2. Find the magnification.
f=1/2 r=14.7cm
1/o+1/d=1/f solve for d
To find the magnitude of the image distance in a concave spherical mirror, we can use the mirror formula:
1/f = 1/do + 1/di
where f is the focal length of the mirror, do is the object distance, and di is the image distance.
Given:
Radius of curvature (R) = 29.4 cm
Object distance (do) = 5.7 cm
First, we need to find the focal length (f) using the formula:
f = R/2
Substituting the values, we get:
f = 29.4 cm / 2 = 14.7 cm
Now we can substitute the values of f and do into the mirror formula:
1/14.7 cm = 1/5.7 cm + 1/di
Simplifying the equation, we get:
1/di = 1/14.7 cm - 1/5.7 cm
To find the magnitude of di, we take the reciprocal of both sides of the equation:
di = 1 / (1/14.7 cm - 1/5.7 cm)
Now, let's calculate di using a calculator or math software:
di = 10.62 cm (rounded to two decimal places)
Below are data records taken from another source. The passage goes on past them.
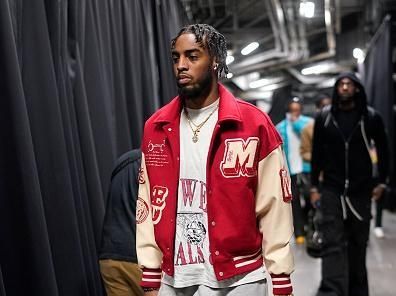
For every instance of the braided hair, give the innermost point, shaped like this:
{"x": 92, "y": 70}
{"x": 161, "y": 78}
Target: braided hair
{"x": 208, "y": 37}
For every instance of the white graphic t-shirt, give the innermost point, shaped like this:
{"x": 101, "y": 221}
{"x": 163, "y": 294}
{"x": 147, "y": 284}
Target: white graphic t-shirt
{"x": 192, "y": 255}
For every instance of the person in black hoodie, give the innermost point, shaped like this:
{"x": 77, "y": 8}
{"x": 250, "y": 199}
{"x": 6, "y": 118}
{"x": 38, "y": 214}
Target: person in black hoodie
{"x": 117, "y": 256}
{"x": 345, "y": 135}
Therefore, the magnitude of the image distance is approximately 10.62 cm.
To find the magnification (M), we can use the magnification formula:
M = -di/do
where M represents the magnification, di is the image distance, and do is the object distance.
Given:
di = 10.62 cm
do = 5.7 cm
Substituting the given values, we have:
M = -10.62 cm / 5.7 cm
Calculating the magnification:
M = -1.86 (rounded to two decimal places)
Therefore, the magnification is approximately -1.86.